One out of four men living in Eastern Iceland is a foreign citizen. The majority of the foreigners come from Poland, work in large-scale industry and live isolated from the Icelandic population.

"In general, there appears to be an underlying tendency to view foreign workers as an economic resource rather than as full members of Icelandic society who are entitled to the corresponding rights" says Gudrun D. Gudmundsdottir, director of the Icelandic Human Rights Centre.

In January 2006 the population of Iceland reached 300,000, doubling from 1953. Last year 340,000 foreigners visited the country. Anna Karlsdottir assistant professor in tourism studies at the University of Iceland, says that a large number of them are foreign workers or people related to them. "Many of those workers are working only temporarily in the country".

According to Statistics Iceland the number of foreigners with a legal residence in Iceland reached 4,6 % of the whole population, or 13.778 people, by the end of 2005. For the past decade this percentage has almost tripled, in 1996 it was 1,8 %. It may be noted that these statistics do not count all the workers who come to work in Iceland for a short term only.

The Directorate of Labour says that the majority of foreign workers are employed in large-scale industry, approximately 40 % of all work permits were granted to companies in that field. The majority work in eastern Iceland, in Karahnjukar and Reydarfjordur. 

Out of a population of 14.000 in this part of the country, about 2000 are  foreign men and a little over 400 are foreign women.

Although a significant number of the population in Eastern Iceland are foreign born, Einar Skulason, managing director of the Intercultural Centre,  says their impact on society is limited.

The people are living and working in remote, isolated places, outside the Icelandic villages. They seldom leave the workplace, children go to school at the plant and the contact with the Icelandic population is minimal.

Icelanders polled in the area say they find the impact of foreign workers is less than they had anticipated.

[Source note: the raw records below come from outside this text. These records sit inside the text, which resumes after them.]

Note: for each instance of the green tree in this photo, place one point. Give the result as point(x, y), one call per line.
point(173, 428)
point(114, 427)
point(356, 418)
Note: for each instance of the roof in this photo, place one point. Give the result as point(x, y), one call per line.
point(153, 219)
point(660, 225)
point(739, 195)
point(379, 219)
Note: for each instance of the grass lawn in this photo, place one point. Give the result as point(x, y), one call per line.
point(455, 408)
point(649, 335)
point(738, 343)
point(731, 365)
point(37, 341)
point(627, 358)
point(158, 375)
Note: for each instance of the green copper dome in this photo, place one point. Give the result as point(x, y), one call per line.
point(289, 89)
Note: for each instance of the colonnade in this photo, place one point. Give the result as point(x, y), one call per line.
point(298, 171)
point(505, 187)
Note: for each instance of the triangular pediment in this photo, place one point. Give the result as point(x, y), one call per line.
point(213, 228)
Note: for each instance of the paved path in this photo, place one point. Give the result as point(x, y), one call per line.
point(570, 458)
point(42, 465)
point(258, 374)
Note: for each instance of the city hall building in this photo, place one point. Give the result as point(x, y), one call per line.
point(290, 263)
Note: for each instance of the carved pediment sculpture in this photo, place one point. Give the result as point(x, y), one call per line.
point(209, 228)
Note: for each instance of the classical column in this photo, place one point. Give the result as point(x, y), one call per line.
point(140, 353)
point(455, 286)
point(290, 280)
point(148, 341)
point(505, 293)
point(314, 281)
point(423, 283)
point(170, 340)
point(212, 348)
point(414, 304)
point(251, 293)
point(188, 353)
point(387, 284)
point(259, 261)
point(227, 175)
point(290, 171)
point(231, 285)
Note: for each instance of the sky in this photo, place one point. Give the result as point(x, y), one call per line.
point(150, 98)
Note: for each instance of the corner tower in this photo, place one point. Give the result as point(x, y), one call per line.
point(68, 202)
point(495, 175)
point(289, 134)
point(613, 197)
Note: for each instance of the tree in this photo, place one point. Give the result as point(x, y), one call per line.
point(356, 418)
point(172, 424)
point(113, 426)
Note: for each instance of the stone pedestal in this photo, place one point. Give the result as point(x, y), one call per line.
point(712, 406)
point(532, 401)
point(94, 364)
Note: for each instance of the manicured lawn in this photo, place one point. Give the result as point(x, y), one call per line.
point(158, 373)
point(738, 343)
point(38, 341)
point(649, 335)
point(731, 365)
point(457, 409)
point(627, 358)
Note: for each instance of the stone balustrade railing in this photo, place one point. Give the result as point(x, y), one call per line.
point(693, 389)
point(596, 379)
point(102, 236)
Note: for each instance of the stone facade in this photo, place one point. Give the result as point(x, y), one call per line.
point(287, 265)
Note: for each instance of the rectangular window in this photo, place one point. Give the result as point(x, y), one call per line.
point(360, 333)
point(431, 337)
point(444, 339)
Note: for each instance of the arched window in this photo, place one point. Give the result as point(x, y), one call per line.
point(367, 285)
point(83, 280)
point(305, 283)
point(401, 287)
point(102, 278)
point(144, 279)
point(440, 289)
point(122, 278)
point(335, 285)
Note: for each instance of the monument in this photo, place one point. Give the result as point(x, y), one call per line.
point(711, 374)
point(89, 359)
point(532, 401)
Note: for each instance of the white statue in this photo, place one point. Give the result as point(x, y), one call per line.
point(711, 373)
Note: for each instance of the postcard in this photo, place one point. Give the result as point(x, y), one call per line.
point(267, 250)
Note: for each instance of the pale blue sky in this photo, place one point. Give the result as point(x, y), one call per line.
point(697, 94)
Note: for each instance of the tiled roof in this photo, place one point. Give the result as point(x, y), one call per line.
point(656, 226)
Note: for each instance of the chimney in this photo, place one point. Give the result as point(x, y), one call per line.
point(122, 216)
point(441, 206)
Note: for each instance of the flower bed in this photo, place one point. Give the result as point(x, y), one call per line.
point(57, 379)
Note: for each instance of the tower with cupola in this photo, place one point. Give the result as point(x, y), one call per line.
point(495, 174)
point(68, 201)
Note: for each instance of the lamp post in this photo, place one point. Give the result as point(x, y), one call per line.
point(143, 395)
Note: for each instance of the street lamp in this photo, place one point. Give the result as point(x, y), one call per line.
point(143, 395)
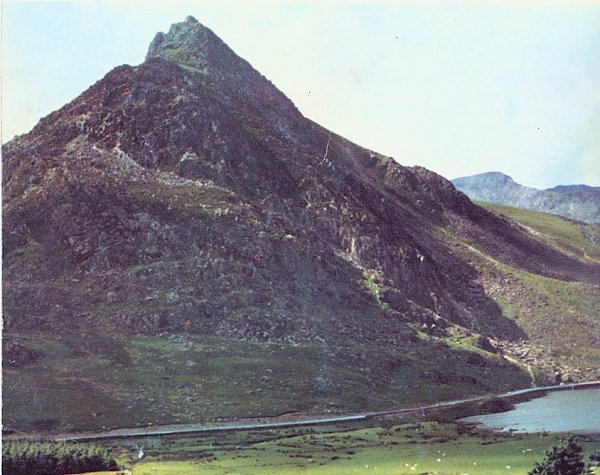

"Foreigners come to Iceland to work", Einar says. "Most come from Poland, where unemployment is high. Many leave children and spouses behind and plan to return." Unemployment amongst foreigners is less than 2 %. They are prominent in many fields where command of Icelandic is not necessary In the food industry 15-20 % of the workers are foreigners, 10-I5 % in fish processing, and 10-I5 % in menial jobs such as cleaning. In general, foreigners work long hours and do not participate actively in Icelandic society.

Temporary work agencies (TWA) are a recent phenomenon in the Icelandic labour market. These are companies that hire out workers for a fee. 

In the wake of several cases of abuse, a law on TWAs was passed in 2005, taking effect one month ago. From that day all operating TWAs had to be registered. Their exact number is unknown but to date 12 TWAs have registered, Halldor Gronvold, the assistant managing director of the Icelandic Confederation of Labour (ASI), says ASI has good reasons to believe that not all operating TWAs have registered and have thus broken the law.

Einar says that although generally things are working quite well, much remains to be done, “For instance, the rights of foreign workers vary from one pension fund to another. These need to be coordinated."

Gudrun D. Gudmundsdottir says that the rights of foreigners in the workplace and daily life need to be addressed in a comprehensive manner

"It is problematic that no single actor is responsible for informing workers of their rights and duties before or after their arrival in lceland. This is generally in the hands of the employer". A study carried out by the Multicultural Center showed that 62 % of the participants had signed an employment contract without understanding it, in whole or in part. "Furthermore, temporary work permits are issued to the employer; not the employee. This creates an unequal relationship where the worker is unreasonably dependent on the employer."